Pascal writes in words calibrated to set us in motion toward that God. As Griffiths notes, he has an “unusual capacity for dialectics”—for playing two convincing but contrary arguments off one another so as to leave us both disoriented and attentive. One sees this dialectical approach at work in one of Pascal’s most famous fragments: “If [man] exalts himself, I humble him. If he humbles himself, I exalt him. And I continue to contradict him until he comprehends that he is an incomprehensible monster.” Griffiths describes the intention of such a passage: “you find yourself without a place to stand in the tension between uplift and bringdown.” Having no place to stand is an excellent reason to start moving.   

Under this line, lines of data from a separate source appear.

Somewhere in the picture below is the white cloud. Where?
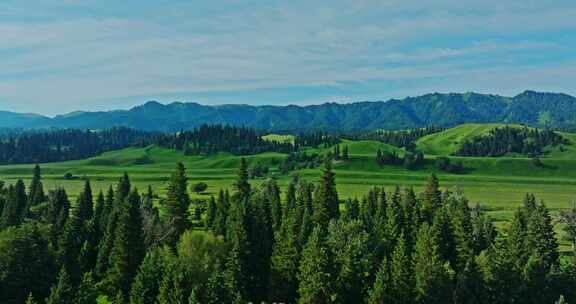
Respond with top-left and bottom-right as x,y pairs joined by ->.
0,0 -> 576,113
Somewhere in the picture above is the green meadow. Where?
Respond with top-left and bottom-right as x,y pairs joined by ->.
0,124 -> 576,245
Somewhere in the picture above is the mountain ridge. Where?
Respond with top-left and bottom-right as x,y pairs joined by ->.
0,90 -> 576,131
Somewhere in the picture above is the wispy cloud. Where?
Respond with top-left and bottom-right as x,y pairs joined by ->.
0,0 -> 576,113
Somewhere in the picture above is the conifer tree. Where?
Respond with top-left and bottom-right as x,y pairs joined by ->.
212,190 -> 230,236
28,165 -> 46,206
270,200 -> 300,303
163,162 -> 190,246
414,224 -> 450,304
263,178 -> 282,231
390,234 -> 414,304
234,158 -> 251,203
313,161 -> 340,227
103,189 -> 144,296
206,195 -> 216,229
368,257 -> 393,304
46,268 -> 76,304
130,249 -> 164,304
454,258 -> 486,304
298,227 -> 336,304
526,202 -> 559,266
326,219 -> 374,303
0,179 -> 28,228
75,272 -> 98,304
422,174 -> 442,223
26,293 -> 38,304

Griffiths puts all this on the table with the quiet competence and impressive erudition of a seasoned scholar of religion. Sometimes, it is true, his scholarly habits get in the way of his message. He begins some chapters with exercises in professorial throat-clearing, and routinely writes sentences of seventy words or more. All this assumes the reader’s patience rather than grabbing that reader’s attention, which would seem to be the proper task of a book called Why Read Pascal?

As is often the case, however, the scholarly habits that give rise to Griffiths’s small weaknesses also give rise to his great strengths. Some of his most striking insights emerge when he argues with Pascal, treating him like a respected interlocutor in a seminar that crosses the centuries. Pascal holds that Christianity supersedes Judaism, but Griffiths notes that God made a covenant with Israel and never revoked it. He therefore suggests  that “the halakhic lives of observant Jews” remain a proper Jewish response to the Lord’s call to Israel, and that Jewish “coming-to-Zion” and Christian “coming-to-Jesus-Christ” must be two “compatible promises, even if the texture of their compatibility isn’t yet evident.”

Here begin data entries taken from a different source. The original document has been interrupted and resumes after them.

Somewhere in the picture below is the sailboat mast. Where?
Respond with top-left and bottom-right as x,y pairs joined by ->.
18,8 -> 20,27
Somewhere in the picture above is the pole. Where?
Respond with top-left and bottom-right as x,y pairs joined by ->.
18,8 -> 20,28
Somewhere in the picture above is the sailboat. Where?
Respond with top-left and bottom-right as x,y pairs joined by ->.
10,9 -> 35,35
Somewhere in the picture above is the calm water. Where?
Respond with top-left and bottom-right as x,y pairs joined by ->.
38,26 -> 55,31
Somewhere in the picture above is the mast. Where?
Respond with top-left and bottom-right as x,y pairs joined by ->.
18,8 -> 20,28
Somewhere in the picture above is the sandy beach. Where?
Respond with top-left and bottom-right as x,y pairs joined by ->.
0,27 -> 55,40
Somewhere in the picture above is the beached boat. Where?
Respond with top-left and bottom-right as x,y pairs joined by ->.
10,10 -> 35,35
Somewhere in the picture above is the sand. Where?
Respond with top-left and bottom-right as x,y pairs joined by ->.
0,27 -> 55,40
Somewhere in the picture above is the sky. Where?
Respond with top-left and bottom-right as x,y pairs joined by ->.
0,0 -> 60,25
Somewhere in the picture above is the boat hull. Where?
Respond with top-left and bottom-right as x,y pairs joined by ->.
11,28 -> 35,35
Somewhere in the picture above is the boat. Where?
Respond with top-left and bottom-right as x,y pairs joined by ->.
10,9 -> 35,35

Pascal’s wrestling with the mystery of original sin brings him “very close to categorizing the fact of death generically, and every particular death specifically, as . . . intended by the Lord as healing punishment.” Griffiths holds that Christians need not believe any such thing, and that the “Lord has nothing, conceptually or causally, to do with” the many terrible deaths human beings inflict on one another, “other than, after death, to soothe and welcome those who suffer them.”  

Here, Griffiths follows Pascal into the deepest difficulties of the Christian way of thinking and comes up with ways through those impasses that can help us better discern the features of the God of the Christians. His book, like Pascal’s, shows why we should bother to seek to understand that God: for some, because he is our own fondest hope; for others, because he is the fondest hope of our neighbors; for still others, because we are quite without hope, and might find reasons to rediscover it welcome. Even those looking for nothing more than a good distraction might turn to Pascal and Paul Griffiths, for an examination of the human heart that is unfailingly absorbing. They might discover that the most effective diversions turn out not to be diversions, at all.